Nach Auswertungen des EU-Erdbeobachtungsprogramms Copernicus war der Sommer 2022 der wärmste bisher gemessene in Europa, das Gesamtjahr 2022 das zweitwärmste seit Beginn der Aufzeichnungen 1979. Heisser war bislang nur das Jahr 2020.

Viel gravierendere Schäden

Hinzu kommt, dass einzelne Naturkatastrophen mittlerweile in manchen Weltregionen sehr viel gravierendere Schäden als in der Vergangenheit verursachen: "Die Überschwemmungen in Australien zeigen eine sprunghafte Schadenentwicklung, die wir in manchen Ländern und bei manchen Naturgefahren zunehmend beobachten", sagte Rauch.

So summierten sich die Flutschäden in Australien auf 4,7 Milliarden Dollar, deutlich mehr als das Doppelte des bis dahin grössten Überschwemmungsschadens von 1,8 Milliarden.

Das betrifft auch Deutschland: "Im Ahrtal übertraf der versicherte Schaden mit acht Milliarden Euro den vorherigen Schadenrekord durch Hochwasser in Deutschland um den Faktor vier", nannte Rauch die Flut des Sommers 2021 als Beispiel.

Nach den Analysen des EU-Programms Copernicus sind die Temperaturen in Europa in den vergangenen 30 Jahren mehr als doppelt so schnell gestiegen wie im globalen Durchschnitt, von allen sieben Kontinenten erwärmt sich Europa am stärksten.
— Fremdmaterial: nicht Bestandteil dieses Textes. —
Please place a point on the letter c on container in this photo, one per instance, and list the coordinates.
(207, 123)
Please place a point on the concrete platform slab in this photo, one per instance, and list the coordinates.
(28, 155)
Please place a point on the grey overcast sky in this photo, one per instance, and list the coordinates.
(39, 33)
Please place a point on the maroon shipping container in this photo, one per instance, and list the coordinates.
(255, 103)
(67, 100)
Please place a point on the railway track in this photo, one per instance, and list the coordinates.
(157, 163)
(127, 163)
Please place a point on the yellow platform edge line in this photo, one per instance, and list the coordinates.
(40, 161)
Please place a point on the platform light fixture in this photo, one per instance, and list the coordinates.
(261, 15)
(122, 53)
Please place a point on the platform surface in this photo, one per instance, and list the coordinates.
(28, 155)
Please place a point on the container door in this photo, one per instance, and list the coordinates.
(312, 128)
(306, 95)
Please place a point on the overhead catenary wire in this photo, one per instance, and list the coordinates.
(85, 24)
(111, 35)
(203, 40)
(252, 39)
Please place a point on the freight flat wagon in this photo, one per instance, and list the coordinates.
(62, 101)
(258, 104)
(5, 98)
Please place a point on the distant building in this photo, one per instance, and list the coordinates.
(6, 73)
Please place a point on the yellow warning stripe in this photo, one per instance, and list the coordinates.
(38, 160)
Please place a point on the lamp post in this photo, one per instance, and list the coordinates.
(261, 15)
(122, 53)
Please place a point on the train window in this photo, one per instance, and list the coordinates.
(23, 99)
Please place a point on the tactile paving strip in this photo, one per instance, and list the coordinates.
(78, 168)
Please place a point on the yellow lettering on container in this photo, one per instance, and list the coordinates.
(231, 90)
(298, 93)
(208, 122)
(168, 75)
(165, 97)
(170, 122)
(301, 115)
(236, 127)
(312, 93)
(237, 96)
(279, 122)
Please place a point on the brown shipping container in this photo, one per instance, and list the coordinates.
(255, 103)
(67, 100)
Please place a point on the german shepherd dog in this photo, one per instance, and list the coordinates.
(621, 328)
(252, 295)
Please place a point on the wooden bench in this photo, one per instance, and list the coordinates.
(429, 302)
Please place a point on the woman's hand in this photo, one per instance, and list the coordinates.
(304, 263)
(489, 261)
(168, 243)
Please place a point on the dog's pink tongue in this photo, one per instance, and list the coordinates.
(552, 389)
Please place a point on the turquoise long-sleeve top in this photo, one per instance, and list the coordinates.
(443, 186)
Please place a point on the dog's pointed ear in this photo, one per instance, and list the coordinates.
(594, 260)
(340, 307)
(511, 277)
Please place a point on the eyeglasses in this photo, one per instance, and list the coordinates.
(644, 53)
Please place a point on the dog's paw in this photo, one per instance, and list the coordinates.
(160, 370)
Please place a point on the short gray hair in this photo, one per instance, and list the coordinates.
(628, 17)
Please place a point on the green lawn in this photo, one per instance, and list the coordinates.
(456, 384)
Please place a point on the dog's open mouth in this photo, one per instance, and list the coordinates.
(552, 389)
Die Konzentrationen von Kohlendioxid und Methan in der Atmosphäre sind demnach 2022 auf Rekordwerte gestiegen: Im Jahresdurchschnitt auf 417 ppm (Teile pro Million) für Kohlendioxid und 1894 ppb (Teile pro Milliarde) für Methan.

Die Messungen zeigten, "dass die atmosphärischen Konzentrationen weiter ansteigen, ohne dass es hierbei Anzeichen für eine Verlangsamung gibt", sagte Vincent-Henri Peuch, Leiter des Copernicus-Monitoring-Dienstes. Grundlage der Beobachtungen sind Messungen am Boden, in Luft und Wasser sowie von Erdbeobachtungs- und Wettersatelliten.